Aber der Hauptgrund für Banks’ zunehmende schlechte Laune war ein besonders näselndes Exemplar des Monetarismus der Londoner Grafschaften, das sich hier im überfüllten Gemeindezentrum von Eastvales produzierte. Frau Honoria Winstantley, ihres Zeichens Parlamentsabgeordnete, war gekommen, um die Wogen der Nord-Süd-Beziehungen zu glätten. Sie beehrte Eastvale, weil es, obwohl keine Großstadt, die größte und wichtigste Stadt dieses Landesteils zwischen York und Darlington war. Außerdem erfreute sich die Stadt zurzeit eines noch nie da gewesenen und unerklärlichen Wachstums und zeichnete sich daher als leuchtendes Beispiel für die Kräfte des Volkskapitalismus aus. Banks, der höflichkeitshalber anwesend war, saß eingezwängt zwischen zwei schweigsamen Beamten der Special Branch, einer Art Verfassungsschutz des Staates. Bestimmt hatte Superintendent Gristhorpe ihm diese Aufgabe zugeteilt, weil er selbst keinerlei Verlangen danach hatte, der Abgeordneten Honoria zuzuhören.

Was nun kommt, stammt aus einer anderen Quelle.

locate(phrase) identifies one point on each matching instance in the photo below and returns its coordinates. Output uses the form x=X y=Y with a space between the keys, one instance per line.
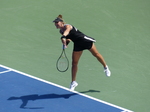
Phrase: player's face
x=58 y=25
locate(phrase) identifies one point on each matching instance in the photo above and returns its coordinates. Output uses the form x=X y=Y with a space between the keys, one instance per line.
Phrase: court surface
x=24 y=93
x=30 y=43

Wenn man ihn danach fragte, beschrieb sich Banks als gemäßigten Sozialisten, aber Politik langweilte ihn und Politiker machten ihn meistens wütend.

Gelegentlich blinzelte er nach links oder rechts und bemerkte dabei die wachsamen Blicke der Bodyguards neben sich, die jeden Moment eine terroristische Aktion zu erwarten schienen. Da er ihre wahren Namen nicht kannte, hatte er sie Chas und Dave getauft. Chas war der massige Typ mit den wässerigen Augen und der aufgedunsenen, roten Nase. Dave war mit dem hageren und hungrigen Äußeren eines Tory-Ministers gesegnet. Wenn jemand aus dem Publikum auf seinem oder ihrem Stuhl hin- und herrückte, eine Hand vor den Mund legte, um ein Husten zu unterdrücken, oder nach einem Taschentuch griff, ließen entweder Chas oder Dave die Hand unters Jackett zum Schulterhalfter gleiten.

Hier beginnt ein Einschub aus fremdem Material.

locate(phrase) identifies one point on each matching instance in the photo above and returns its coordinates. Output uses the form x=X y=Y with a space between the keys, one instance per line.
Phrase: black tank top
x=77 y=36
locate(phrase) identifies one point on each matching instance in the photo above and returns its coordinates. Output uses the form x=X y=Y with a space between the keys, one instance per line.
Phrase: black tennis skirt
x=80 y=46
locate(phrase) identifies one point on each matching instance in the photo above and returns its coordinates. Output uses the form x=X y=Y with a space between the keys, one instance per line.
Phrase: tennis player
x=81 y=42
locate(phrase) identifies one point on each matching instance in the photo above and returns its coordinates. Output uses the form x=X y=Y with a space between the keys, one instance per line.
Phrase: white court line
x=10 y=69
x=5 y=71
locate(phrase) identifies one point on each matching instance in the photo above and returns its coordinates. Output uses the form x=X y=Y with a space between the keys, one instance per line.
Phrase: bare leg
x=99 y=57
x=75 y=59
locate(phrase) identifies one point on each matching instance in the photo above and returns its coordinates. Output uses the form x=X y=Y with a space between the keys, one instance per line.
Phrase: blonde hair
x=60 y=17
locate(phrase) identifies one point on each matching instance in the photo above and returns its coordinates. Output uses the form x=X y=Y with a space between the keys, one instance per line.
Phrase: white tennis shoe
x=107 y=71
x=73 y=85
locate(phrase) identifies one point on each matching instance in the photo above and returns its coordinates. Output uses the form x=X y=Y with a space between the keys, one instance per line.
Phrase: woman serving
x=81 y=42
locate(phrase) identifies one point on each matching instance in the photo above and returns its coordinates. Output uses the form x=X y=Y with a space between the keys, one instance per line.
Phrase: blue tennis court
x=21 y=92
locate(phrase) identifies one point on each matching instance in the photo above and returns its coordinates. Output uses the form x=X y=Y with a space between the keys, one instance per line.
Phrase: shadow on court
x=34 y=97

Das ist alles so blödsinnig, dachte Banks. Wenn jemand Honoria Winstantley töten wollte, dann wegen der einschläfernden Rede, die sie auf das Publikum losließ. Auf der Liste der gängigen Mordmotive stand dieser Punkt ganz weit unten, doch jeder vernünftige Richter würde einen solchen Mörder ohne Zweifel freisprechen.

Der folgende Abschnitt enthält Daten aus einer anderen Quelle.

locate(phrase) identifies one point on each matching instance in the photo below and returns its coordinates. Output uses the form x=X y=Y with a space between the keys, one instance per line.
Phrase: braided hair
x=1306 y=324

Während das Publikum applaudierte, hielt Ms. Winstantley inne und trank einen Schluck Wasser. »Und ich sage Ihnen allen«, fuhr sie äußerst pathetisch fort, »dass zu gegebener Zeit, wenn die Maßnahmen unserer Politik wirksam geworden sind und jede Spur von Sozialismus ausgemerzt wurde, alle Unstimmigkeiten beigelegt sein werden, und der Norden, diese wertvolle Wiege der Industriellen Revolution, tatsächlich genauso aufblühen wird wie der Rest unseres ruhmreichen Landes. Es wird wieder ein vereinigtes Königreich sein, vereinigt unter dem Banner des Unternehmergeistes, der Leistung und der harten Arbeit. Hier in Eastvale können Sie bereits erleben, wie es passiert.«

Banks legte eine Hand vor den Mund und gähnte. Er schaute nach links und sah, dass Chas derart angetan war von Honoria, dass er für einen Moment vergessen hatte, ein Auge für die IRA, die PLO, die Baader-Meinhof-Gruppe und die Roten Brigaden offen zu halten.

Dafür, dass kürzlich Mitglieder derselben Regierung dem Norden gesagt hatten, er solle aufhören, über die Arbeitslosigkeit zu jammern, da die meisten Probleme den armseligen Essgewohnheiten seiner Bewohner zuzuschreiben waren, kam die Rede gut an, dachte Banks. Doch bei einem Publikum, das fast ausnahmslos aus Mitgliedern der regionalen Konservativen Fraktion bestand – hauptsächlich kleine Geschäftsleute, Bauern und Grundbesitzer –, war solch eine uneingeschränkte Begeisterung nur zu erwarten. Die Anwesenden besaßen eine Menge Geld und außerdem ernährten sie sich bestimmt auch gut.

Es wurde noch heißer und stickiger, aber die Abgeordnete Honoria zeigte keinerlei Ermüdungserscheinungen. Ganz im Gegenteil erging sie sich in einem Exkurs über Aktienbesitz, was in ihren Worten so klang, als könnte jeder Engländer über Nacht zum Millionär werden, wenn die Regierung nur weiterhin staatliche Industriezweige und Behörden privatisierte.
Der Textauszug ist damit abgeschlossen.